Against monoculture is an exhibition about food justice. Offering a critical lens through which to examine the connections between food inequality, systemic racism, and environmental crisis in the United States, the exhibition features the work of contemporary artists working at the intersection of art and activism to foreground decolonial relationships to food and the land. The word “monoculture” can be read two ways. It refers, on the one hand, to the industrial agricultural practice of monocropping: growing the same crop year after year on the same plot of land.

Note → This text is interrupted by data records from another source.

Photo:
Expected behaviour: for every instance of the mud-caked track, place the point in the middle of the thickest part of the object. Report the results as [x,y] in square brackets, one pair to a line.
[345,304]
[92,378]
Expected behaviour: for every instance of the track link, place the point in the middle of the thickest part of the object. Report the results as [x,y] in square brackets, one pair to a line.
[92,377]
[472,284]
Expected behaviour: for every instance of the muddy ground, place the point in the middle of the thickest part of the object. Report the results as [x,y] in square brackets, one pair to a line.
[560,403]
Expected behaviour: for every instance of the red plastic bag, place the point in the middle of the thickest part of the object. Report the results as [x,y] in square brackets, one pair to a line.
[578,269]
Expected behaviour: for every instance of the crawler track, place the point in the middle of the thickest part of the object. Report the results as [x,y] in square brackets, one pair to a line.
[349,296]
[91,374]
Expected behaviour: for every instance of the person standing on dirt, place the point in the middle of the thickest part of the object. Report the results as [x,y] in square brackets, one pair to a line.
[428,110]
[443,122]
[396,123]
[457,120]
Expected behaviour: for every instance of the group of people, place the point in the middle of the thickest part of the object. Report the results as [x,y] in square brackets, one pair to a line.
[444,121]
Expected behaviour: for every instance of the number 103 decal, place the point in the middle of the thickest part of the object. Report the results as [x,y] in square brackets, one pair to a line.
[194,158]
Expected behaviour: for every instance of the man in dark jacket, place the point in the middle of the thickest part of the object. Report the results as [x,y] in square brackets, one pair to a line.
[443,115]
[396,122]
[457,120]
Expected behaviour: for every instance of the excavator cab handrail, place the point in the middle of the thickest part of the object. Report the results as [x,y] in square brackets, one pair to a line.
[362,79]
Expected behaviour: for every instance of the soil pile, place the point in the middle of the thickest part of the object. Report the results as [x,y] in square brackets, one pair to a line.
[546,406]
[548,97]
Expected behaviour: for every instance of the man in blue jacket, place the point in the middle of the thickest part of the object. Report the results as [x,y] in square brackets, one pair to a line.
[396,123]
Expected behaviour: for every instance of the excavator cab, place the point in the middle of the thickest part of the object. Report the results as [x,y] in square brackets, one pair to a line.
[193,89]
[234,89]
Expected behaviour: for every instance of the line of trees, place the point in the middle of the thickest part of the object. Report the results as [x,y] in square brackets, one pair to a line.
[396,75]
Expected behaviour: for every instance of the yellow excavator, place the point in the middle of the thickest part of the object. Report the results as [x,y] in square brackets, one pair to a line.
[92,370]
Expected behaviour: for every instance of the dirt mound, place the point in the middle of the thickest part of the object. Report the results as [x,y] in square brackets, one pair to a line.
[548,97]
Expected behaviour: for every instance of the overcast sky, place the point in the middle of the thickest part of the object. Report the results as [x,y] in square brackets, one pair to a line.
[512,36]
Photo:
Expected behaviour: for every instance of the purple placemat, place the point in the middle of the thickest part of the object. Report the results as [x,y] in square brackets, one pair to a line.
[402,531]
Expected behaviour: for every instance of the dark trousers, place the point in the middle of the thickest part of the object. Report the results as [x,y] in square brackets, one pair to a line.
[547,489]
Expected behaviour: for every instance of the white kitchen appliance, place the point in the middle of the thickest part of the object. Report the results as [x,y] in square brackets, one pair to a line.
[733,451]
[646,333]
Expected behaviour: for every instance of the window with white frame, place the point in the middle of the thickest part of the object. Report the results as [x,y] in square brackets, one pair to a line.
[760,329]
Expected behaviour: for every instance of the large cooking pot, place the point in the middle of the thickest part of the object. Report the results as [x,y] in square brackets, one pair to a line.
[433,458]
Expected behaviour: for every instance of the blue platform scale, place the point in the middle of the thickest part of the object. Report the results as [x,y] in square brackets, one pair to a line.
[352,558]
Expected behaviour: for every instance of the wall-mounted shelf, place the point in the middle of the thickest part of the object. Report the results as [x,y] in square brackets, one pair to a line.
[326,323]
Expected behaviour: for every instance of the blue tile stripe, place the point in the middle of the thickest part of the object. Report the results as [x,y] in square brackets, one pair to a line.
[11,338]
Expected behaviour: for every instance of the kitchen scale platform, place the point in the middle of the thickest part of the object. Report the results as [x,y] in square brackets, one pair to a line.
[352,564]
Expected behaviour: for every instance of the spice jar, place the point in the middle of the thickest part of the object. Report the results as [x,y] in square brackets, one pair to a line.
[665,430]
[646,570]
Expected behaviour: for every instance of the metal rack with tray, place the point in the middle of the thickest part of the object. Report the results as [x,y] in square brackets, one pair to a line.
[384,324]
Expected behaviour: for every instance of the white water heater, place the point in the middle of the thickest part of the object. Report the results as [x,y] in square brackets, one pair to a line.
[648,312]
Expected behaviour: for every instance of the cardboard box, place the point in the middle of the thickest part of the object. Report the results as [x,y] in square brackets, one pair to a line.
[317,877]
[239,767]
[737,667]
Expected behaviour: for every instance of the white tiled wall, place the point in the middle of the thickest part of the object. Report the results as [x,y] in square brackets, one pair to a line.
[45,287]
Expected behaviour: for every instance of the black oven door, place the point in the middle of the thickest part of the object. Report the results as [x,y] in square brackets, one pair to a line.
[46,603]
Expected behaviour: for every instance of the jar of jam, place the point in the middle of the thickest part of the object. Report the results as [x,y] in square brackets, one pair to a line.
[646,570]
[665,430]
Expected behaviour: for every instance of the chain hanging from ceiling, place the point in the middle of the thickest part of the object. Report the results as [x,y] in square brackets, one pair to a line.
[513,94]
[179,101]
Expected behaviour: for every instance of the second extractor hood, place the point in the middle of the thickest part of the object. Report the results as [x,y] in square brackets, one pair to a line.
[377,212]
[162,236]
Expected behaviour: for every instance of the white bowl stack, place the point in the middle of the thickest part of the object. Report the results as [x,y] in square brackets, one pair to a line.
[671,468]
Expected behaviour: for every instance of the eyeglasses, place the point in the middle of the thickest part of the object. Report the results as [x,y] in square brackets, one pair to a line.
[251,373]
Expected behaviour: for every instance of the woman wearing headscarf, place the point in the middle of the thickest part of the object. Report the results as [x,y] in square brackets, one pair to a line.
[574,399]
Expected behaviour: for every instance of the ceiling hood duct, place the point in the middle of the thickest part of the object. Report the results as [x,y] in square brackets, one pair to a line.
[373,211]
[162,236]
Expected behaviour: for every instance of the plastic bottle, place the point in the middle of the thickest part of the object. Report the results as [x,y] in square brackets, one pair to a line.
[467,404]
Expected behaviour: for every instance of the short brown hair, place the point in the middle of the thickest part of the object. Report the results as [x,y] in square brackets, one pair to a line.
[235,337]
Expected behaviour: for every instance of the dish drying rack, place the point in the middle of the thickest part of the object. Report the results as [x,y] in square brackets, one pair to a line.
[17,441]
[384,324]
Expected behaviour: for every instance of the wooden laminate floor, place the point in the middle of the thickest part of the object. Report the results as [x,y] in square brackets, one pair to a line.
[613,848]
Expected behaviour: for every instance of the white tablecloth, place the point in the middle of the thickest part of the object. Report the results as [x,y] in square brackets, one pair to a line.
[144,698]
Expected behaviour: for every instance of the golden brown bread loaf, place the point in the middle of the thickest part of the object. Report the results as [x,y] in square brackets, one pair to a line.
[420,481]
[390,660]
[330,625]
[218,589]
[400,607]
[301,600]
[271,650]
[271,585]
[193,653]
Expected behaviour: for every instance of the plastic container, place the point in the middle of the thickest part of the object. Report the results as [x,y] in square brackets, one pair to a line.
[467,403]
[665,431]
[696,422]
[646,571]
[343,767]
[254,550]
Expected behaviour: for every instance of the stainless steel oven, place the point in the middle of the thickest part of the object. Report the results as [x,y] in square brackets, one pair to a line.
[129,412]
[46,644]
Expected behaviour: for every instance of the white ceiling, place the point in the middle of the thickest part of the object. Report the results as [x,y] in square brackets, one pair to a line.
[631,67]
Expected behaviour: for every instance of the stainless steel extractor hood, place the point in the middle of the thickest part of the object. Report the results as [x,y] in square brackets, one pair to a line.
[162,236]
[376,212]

Monocropping is linked to accelerating climate change and species loss because of its reliance on deforestation and agricultural chemicals such as pesticides and synthetic fertilizers. On the other hand, the word “monoculture” refers to the oppressive practices embedded in food production in the U.S. since European settlement. The dominance of Euro-American agricultural models has led to diminished diversity of foodways, the erasure of traditional practices, and a loss of food sovereignty. In this context, the communities most historically affected by lack of access to healthy and culturally specific foods are the same who have labored to produce food in the U.S.—such as migrant farm workers—and have been dispossessed of and displaced from their native lands.

Against monoculture centers the stories of communities on whose labor the U.S. food system has been built. The works in this exhibition thus represent collective struggle against the logic of monoculture. They present stories of continual resistance to systemic racism and environmental degradation through cultural practice, activism, and mutual aid. Taken together, they demonstrate the ways in which food is a direct link to land and culture and how growing, harvesting, preparing, and sharing food are fundamental creative acts.

Participating artists include: Jackie Amézquita; Paola de la Calle; Beatriz Cortez; gloria galvez; Emily Marchand; Narsiso Martinez; Lina Puerta; Emma Robbins; Sula Bermúdez-Silverman, Hana Ward, and Kate Pincus-Whitney.